Back in 1986, Chrysler designer turned Dodge car marketing manager Bob Marcks had the idea that a tough "big rig" look could transform Dodge pickup sales. He made a couple of rough sketches, and even though trucks weren't his business, his idea was picked up in the creative ferment of the Bob Lutz/Tom Gale era at the old "New" Chrysler Corporation, resulting in the production vehicle that debuted at the Detroit auto show in 1993. That the aggressive styling really mattered was proven by results: with pretty much the same old underpinnings, sales tripled less than a year after the Ram went on sale. At one point, the Ram pickup was the third best-selling vehicle in America, ahead of all passenger cars and behind only the perpetual leaders, Ford's F-150 and Chevrolet's Silverado.
Today, pickups are far from the king-of-the-hill products that they once were, and fewer families are choosing a truck as their main vehicle. But a great deal of America's middle-class, working-man economy depends on pickups, so new ones are still constantly being developed. The latest Dodge, as seen here, is a nice piece of work in terms of styling and engineering, building on the previous generation and replacing the traditional leaf springs in back with coil springs for an improved ride. As is usually the case with Dodge trucks, the powertrains are strong and well suited to their purpose.

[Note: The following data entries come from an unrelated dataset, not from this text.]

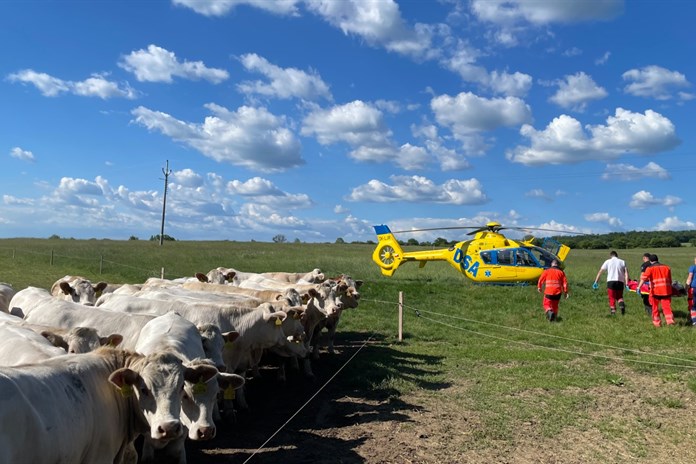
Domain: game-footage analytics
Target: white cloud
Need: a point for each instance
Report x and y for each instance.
(628, 172)
(159, 65)
(95, 86)
(575, 91)
(467, 114)
(283, 82)
(250, 137)
(564, 141)
(222, 7)
(24, 155)
(644, 199)
(674, 223)
(379, 23)
(421, 190)
(604, 218)
(656, 82)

There have been three big changes in pickup trucks in the past few decades. Dodge emphasized the "truck" part with the new exterior aspect, and Ford changed its design and trim approach from "work" to "leisure" with its new-for-1997 F-150, providing a nice template of pickups as primary family vehicles. Unfortunately, the third big change is bloat. Pickups today are bigger and far more powerful than the ton-and-a-half, dual-rear-wheel, flatbed trucks that did a large part of American commercial hauling in the years when Detroit was at its peak.
The handsome four-door pickup you see here is representative of the new breed. It weighs more than two tons empty but has a short load bed that would have seemed ridiculous to a farmer or a tradesman in 1958. It has a more spacious cabin than almost any four-door sedan, and it provides the high viewpoint that was one of the chief factors in the popularity of SUVs. Putting lockers in the top of the rear fenders is a good idea that ought to have happened long ago, but the rest of the design is almost generic. Curved creases defining front and rear fenders are a nice touch, subtle enough not to detract from the desired over-the-highway image, yet giving a certain elegance to the whole.
A curiosity is that there likely will be no single-row, regular-cab version available in the forthcoming heavy-duty Dodge Ram lineup, another sign that things really have changed in the pickup world.